Retro Review #6 : Invincible Trade Vol. 4

Here's a quick Retro Review that I had forgotten to publish to hold you over until I get back on track :-)
Invincible Volume 4 : Head of the Class (2004)

Story by Robert Kirkman
Art by Ryan Ottley

For the longest time now, people have been telling me that I have to read this book. “You’ll love it”, they would say “It’s about a teenager who gets superpowers and has to deal with being a hero and having a normal life.” Riiiight, because I’ve never read such a story before.

So my neighbor lent me his hardcover collection of the first 13 issues (thanks Archie!) so I could see what all the fuss was about. I read through the entire 13 issues in a single evening because I could not bring myself to put this book down. I had been missing out.

If you have never read this title, stop reading this and go out and get it now…go ahead, I’ll wait for you to get back.

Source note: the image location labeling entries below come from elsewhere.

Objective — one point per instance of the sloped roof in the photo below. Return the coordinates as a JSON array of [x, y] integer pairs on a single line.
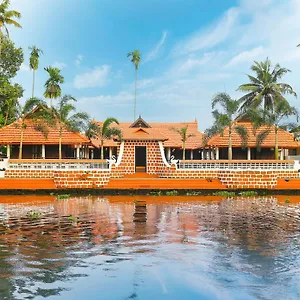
[[11, 134], [285, 139], [160, 132]]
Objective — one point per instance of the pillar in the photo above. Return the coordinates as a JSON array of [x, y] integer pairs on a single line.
[[169, 154], [43, 151], [8, 151], [217, 153], [248, 153], [281, 154], [77, 152]]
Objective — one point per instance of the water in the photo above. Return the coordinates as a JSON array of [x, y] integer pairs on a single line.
[[154, 248]]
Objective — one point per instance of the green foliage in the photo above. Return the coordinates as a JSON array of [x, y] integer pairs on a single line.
[[264, 89], [104, 132], [33, 214], [52, 85], [172, 193], [63, 196], [7, 17], [11, 58], [248, 193], [224, 194]]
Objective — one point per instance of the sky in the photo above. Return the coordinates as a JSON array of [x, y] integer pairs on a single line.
[[191, 50]]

The story starts in familiar territory: a superhero named Omni-Man has a child who develops superpowers in his teen years and the kid decides to become a superhero named Invincible. What makes Invincible so different is that the books are bright and fun. Robert Kirkman does a wonderful job of rewarding longtime readers with surprises and hidden treasures. For example : In the first few issues, Mark the main character, realizes his powers have kicked in when he is taking out a bag of garbage at Burger Mart. As he throws the bag up into the dumpster, he inadvertently launches the bag into the stratosphere with his new super-strength. Much later in the collection (about 6-8 issues I think) a man is walking his dog in England when, out of nowhere, something falls out of the sky and lands next to him. He looks down to see a garbage bag with containers from Burger Mart.

Volume 4, which contains issues 13-19 plus a Free Comic Book Day short story, picks up after the devastating events that ended Volume 3. Our young hero has to deal with the repercussions of those events, along with graduating high school, dealing with a girlfriend who is suspicious of where he keeps running off to, and being a part-time member of a teen superhero group. Once again, we get setup for a future joke, at graduation when everyone tosses their caps in the air, Mark’s does not return to the ground.

The art by Ryan Ottley is very well done and refreshing, helping to keep the positive tone of the books. Kirkman excels at overlaying multiple plots and storylines without it feeling too overcrowded. You will definitely find yourself laughing out loud in between the decent drama and intense action sequences.

While most of the bigger companies are publishing dark and gloomy comics, Invincible is a pleasant distraction. By the way, the introduction to Volume 4 by Mark Waid is hilarious.